Advanced SAX features
The features we've covered so far are probably enough for
90% of SAX applications. But it's useful to know something of the rest of the
features, for those occasions when they are needed. This section of
the chapter gives a survey of these features and their intended
purpose.
Alternative Input Sources
In
our examples so far, the XML document to be parsed has been described in the
form of a URL. This is usually adequate, given the range of resources that a URL can describe. It allows the
document to be held in a file locally or remotely, or for it to be generated dynamically
by a web server.
Taking Input from a Byte Stream
or Character Stream
Sometimes you want to supply the parser with a stream of
XML that is generated by another program rather than being held in a file. For
example, the XML might be stored in a relational database, or it might be output
by an EDI message translation program, or it might be an XML section embedded
within a file or message in some non-XML format. You don't want to have to write the XML to the file store (or to
install a web server) just so that the parser can read your
document.
To
handle this situation, SAX allows you to supply the XML input in the form of a
character stream or a byte stream. It provides the InputSourceclass to generalize all these possible sources of
input.
For example, let's suppose your program wants to parse XML
held in a character string that has just been read from a relational database
using JDBC. The following code will do the job:
public void
parseString(String s) throws SAXException, IOException
{
StringReader
reader = new StringReader(s);
InputSource
source = new InputSource(reader);
parser.parse(source);
}
InputSource is a class (not an interface) provided with the SAX
distribution. The application can set various details of the input source, some
of which are mutually exclusive. These include supplying a URL, a Reader (as
here), an InputStream, an encoding name, or a "public identifier". (Public
identifiers, however, are as enigmatic in SAX as in the XML specification
itself: there are no clues as to what the parser should actually do with the
public identifier. But as we will see later, the application can use
it.)
Why does SAX need to provide two options for in-memory
data, an InputStream and a Reader?
An
InputStream is a stream of bytes. The XML standard provides many rules about how
a stream of bytes can be translated into a stream of Unicode characters,
including for example the encoding attribute (which is part of the xml declaration at the start of the
document content). To translate bytes to characters, it's not good enough to
leave the work to the standard Java libraries, because they don't understand
these rules, and they certainly can't be expected to read the encoding
attribute. If the XML comes
from a binary source, complete with encoding attribute, we want to hand the
stream of bytes to the parser for it to interpret directly.
A
Reader, by contrast, is a stream of Unicode characters. If we already have the data in the
form of characters, we don't want to have to encode it first as a stream of bytes
(say in the UTF-8 encoding) just so that the parser can decode it again. Better
to hand the character stream to the parser directly. (Actually, there was some debate about
the desirability of providing this option in SAX. While it's obviously useful,
it's not entirely in the spirit of the XML specification, which defines an XML
document strictly as sequence of bytes. It's perhaps best to think of the input
character stream not as an XML document, but as a preprocessed XML document in
which the first stage of processing, namely character decoding, has already been
done.)
Whether we use a byte stream or a character stream, there
is one snag you need to be aware of: the parser has no way of resolving a
relative URL that appears in the document source. Suppose the document source
contains the line
<!DOCTYPE books
SYSTEM "books.dtd">
Where is books.dtd to be found? The XML specification says (in effect) that
it should be found in the same directory as the source document, but of course
we don't have a directory for the source document because it was in memory when
parsing started.
SAX gets round this by allowing a system identifier (in
other words, a URL) to be supplied as well as a byte stream or character stream. This URL
is not used to read the source document, only as a base for resolving any
relative URLs found in the source document.

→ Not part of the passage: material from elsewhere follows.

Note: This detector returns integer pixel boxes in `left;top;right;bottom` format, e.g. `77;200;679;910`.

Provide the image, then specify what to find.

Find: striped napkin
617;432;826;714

Specifying a Filename rather than a URL
Another common source of input is a file name: for example,
command-line interfaces generally use file names as arguments rather than URLs,
and you may well want to use this form of argument in the interface to your
application.
The SAX InputSource class does not directly allow you to specify a filename for the
input; you have to convert the filename into a URL so that the parser can
process it. If you are using Java 2, this is simplicity itself: the Java
File class has a suitable method. So to parse the
file c:\sample.xml, you can write:
parser.parse((new
File("c:\sample.xml")).toURL().toString());
(Note that the parse()
method expects the URL as a string, not as a Java URL object, hence the need to
call toString() to achieve the conversion.)

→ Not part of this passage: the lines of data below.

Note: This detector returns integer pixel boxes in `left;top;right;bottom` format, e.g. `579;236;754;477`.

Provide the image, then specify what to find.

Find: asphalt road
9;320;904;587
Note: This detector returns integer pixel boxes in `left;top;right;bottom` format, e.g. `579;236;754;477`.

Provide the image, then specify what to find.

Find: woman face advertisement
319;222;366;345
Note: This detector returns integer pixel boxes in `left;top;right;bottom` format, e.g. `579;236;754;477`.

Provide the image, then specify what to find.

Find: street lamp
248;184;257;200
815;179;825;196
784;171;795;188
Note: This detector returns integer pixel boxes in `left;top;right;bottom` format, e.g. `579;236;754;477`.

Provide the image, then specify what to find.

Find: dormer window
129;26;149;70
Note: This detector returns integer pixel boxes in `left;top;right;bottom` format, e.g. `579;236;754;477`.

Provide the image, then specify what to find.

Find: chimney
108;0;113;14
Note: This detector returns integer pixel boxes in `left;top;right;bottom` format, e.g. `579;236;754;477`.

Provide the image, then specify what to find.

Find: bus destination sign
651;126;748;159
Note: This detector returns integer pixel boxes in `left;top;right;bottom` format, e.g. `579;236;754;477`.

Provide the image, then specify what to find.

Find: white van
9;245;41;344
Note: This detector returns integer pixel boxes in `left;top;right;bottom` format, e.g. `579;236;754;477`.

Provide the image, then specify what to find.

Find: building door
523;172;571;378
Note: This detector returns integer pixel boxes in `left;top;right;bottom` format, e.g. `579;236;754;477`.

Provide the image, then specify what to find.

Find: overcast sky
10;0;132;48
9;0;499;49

With Java 1.1, the translation of a filename to a URL is a
little more difficult than you might expect if you want the code to work equally
on Windows and on UNIX, because of the wide variety of filename formats. Here's
a method that handles most cases, though the error handling leaves something to
be desired:
public String
CreateURL(File file)
{
String path =
file.getAbsolutePath();
try
{
return (new URL(path)).toString();
}
catch
(MalformedURLException ex)
{
String fs = System.getProperty("file.separator");
char sep = fs.charAt(0);
if (sep != '/') path = path.replace(sep, '/');
if (path.charAt(0) != '/') path = '/' + path;
return "file://" + path;
}
}
Input from Non-XML Sources
One of the more surprising ways in which SAX has been used
is to feed applications with data that is not stored in XML at all. So long as
the data is in a hierarchical format that can be mapped
reasonably well to the XML data model, you can write a driver that behaves in
every way like an XML parser. Your driver sends events such as startElement() and endElement() to the application's DocumentHandler just as if the data originated in an XML document, when in
reality there is no XML document there to be parsed.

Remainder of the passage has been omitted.